Это был припев брачного гимна. Юноши и девы, еще непосвященные, не имели права петь этот гимн. Но припев повторялся в десятках различных песен, детских и девичьих, весенних и жатвенных, когда жены Анаков собирали колосья на диких полях у верховьев Калавы. Все Анаки чтили солнце, но каждый певец вкладывал в его хвалу особый смысл.

- Солнце, жги! - пели камыши. И солнце жгло.

Ронта подняла глаза и лицо к небу.

- Солнце - Отец, - сказала она.

Калава опять засмеялась, протекая мимо. И смех у нее был тихий, лукавый. Ронте представилось, будто она прячет лицо под корнями и выглядывает украдкой и, прикрывая рот рукою, смеется втихомолку.

"Чему ты смеешься?" - чуть не спросила она.

И, как бы в ответ, сквозь камышевую чащу донесся новый звук.

То был голос камышевой свирели. Она пела, словно выговаривала: - Тиу, тиу, тиу... Солнце, жги!

В густых камышах жили Камышевые боги. Они были белые, статные, носили зеленый венок на голове и тростинку в руках, как символ владычества. Ей пришло в голову, что кто-нибудь из них забавляется с тростинкой.

- Посмотреть бы его, - сказала она и пошла вперед.

Калава сделала внезапный поворот и отошла вправо. Камыши оборвались. Тропинка вышла из чащи на прибрежную поляну. Ронта осмотрелась, но бога нигде не было. Вместо бога на камне у воды сидел Дило Горбун. Он срезал камышинку, сделал из нее свирель и, прижимая ее к губам, выпевал протяжно: "Тиу, тиу, тиу..."

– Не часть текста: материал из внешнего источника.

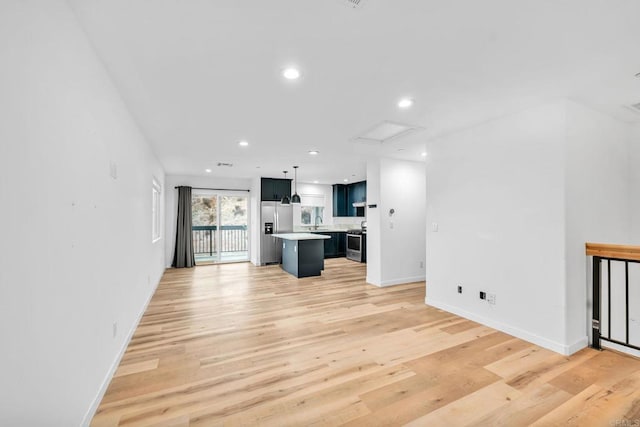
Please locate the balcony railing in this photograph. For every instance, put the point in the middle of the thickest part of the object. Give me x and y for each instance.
(233, 238)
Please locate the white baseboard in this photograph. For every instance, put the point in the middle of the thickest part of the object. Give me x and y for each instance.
(561, 348)
(394, 282)
(112, 370)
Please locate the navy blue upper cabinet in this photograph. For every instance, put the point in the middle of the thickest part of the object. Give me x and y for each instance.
(273, 189)
(344, 196)
(340, 200)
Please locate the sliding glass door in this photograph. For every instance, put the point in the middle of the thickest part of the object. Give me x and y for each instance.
(220, 227)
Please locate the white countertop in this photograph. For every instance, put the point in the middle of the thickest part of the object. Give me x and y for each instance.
(301, 236)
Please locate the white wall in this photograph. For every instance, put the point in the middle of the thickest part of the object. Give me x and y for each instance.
(200, 182)
(76, 255)
(395, 243)
(496, 193)
(374, 238)
(598, 206)
(634, 187)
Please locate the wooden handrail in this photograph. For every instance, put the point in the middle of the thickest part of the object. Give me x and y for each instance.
(607, 250)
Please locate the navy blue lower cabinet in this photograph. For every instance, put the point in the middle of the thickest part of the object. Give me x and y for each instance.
(303, 258)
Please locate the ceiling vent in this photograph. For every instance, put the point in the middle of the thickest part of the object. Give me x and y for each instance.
(386, 131)
(354, 4)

- Это ты поешь? - сказала Ронта с невольным разочарованием.

- Я, я! - пропел Дило.

- Я думала: Камышевый поет, - сказала Ронта наивно.

- Ага, - сказал Дило:

Русая грива, золотое лицо,

Вот мы приносим тебе мяса.

Это была молитва Камышевому богу, которую пели дети перед ловлей гольцов в темных водах Калавы.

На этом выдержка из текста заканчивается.